The Democracy is Strengthened by Casting Light on Spending in Elections -- or Disclose Act -- of which Brown is a co-sponsor, would address the Supreme Court ruling in Citizens United v. Federal Election Commission which permits unlimited political contributions by corporations and unions.
In a conference call with reporters Wednesday afternoon, Brown said the court ruling opened the floodgates for non-profit organizations and corporations to influence the democratic process by making large campaign contributions without necessarily having to disclose who their donors are.
The Disclose Act would prevent government contractors and those who received government bailout funding from spending money on elections, as well as require the shareholders of a corporation to vote on whether money should be spent on campaign contributions. According to Brown, this requirement would empower shareholders -- many of whom are middle-class Americans with pensions and 401Ks tied to stock.
The Disclose Act also calls for the Internal Revenue Service to investigate groups that file for non-profit status as so-called "social welfare" groups, but whose only aim, according to Brown, is to affect the political process and only run political ads. These non-profit groups have a tax-exempt status and aren't currently required to register with the Federal Election Commission or reveal their donors.
"Special interests should not have a louder voice in our democracy than middle-class families," Brown said.
Brown added that a lot of wealthy people have said they are looking for a repeal of state tax, weaker environmental laws, and consider making large campaign contributions as an investment for their own financial benefit.

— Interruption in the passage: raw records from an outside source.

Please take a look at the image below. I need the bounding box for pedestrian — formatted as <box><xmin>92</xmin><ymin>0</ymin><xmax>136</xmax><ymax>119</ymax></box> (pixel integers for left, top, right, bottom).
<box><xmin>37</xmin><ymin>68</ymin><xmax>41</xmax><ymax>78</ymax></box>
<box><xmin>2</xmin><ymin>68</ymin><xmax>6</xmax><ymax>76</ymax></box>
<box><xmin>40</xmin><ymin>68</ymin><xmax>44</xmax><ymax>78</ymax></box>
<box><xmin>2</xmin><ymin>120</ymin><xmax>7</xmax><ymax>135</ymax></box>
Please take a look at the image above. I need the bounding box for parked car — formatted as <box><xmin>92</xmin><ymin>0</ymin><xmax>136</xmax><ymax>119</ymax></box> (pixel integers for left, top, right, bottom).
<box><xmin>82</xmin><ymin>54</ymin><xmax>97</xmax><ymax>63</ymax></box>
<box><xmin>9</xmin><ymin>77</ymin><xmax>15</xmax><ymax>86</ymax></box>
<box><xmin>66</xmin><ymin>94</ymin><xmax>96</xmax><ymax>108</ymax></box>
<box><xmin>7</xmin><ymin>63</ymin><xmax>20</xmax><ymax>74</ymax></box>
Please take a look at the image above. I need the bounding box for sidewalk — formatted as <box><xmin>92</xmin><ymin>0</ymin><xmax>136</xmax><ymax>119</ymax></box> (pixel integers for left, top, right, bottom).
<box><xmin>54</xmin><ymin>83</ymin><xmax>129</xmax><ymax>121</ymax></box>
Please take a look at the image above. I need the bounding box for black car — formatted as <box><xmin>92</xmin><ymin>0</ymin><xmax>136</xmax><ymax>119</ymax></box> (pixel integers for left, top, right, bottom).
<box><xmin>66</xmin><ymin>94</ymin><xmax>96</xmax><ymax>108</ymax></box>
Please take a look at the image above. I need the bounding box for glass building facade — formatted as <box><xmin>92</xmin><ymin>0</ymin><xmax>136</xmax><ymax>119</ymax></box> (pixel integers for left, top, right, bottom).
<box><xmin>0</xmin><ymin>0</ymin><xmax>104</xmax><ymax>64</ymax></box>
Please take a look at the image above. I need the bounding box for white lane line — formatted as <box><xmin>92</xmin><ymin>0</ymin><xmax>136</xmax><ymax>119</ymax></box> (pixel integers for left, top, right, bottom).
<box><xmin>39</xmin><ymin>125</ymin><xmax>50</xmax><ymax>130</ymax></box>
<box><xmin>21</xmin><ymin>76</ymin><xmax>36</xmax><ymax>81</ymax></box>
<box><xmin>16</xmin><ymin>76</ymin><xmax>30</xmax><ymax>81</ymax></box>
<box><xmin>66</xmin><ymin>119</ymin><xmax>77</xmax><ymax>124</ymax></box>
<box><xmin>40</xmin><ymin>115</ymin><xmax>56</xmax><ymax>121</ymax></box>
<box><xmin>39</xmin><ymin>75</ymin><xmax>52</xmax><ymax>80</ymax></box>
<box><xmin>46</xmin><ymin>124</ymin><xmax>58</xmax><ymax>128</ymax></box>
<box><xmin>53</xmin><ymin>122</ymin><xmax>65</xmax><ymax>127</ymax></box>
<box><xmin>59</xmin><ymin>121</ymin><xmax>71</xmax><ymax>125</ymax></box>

"It poisons our political process in too many ways, and that's why I'm urging my colleagues to approve this measure," Brown said. "We have a responsibility to our country."

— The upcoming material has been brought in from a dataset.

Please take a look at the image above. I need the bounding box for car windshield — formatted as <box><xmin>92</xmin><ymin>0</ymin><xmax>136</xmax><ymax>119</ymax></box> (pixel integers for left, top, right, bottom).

Asked if he has the support required for approval of the Disclose Act, Brown says he has support in the Democratic-led Senate but expects Republicans to support it as well because the public overwhelmingly wants to see change.

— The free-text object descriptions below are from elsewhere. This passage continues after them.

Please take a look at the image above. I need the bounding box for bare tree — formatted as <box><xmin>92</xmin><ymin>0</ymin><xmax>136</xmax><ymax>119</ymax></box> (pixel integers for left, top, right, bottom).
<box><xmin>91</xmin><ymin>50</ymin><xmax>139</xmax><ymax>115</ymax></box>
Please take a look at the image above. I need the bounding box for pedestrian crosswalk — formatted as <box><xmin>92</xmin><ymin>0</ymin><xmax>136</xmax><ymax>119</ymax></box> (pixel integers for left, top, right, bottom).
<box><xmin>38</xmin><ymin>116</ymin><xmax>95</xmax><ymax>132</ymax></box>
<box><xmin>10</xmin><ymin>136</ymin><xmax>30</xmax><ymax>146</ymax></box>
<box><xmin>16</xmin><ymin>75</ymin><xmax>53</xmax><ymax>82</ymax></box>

"People are just sick of the ads and the negative nastiness of these campaigns," Brown told The Logan Daily News.
Although Brown hopes to gain enough support in the Republican-led House if it's first approved in the Senate, he said he's prepared to try again next year if it doesn't go through.
"We expect the number [of supporters] on the Disclose Act to grow this year and next year," he said. "We know Democrats support it, but expect Republicans to support it."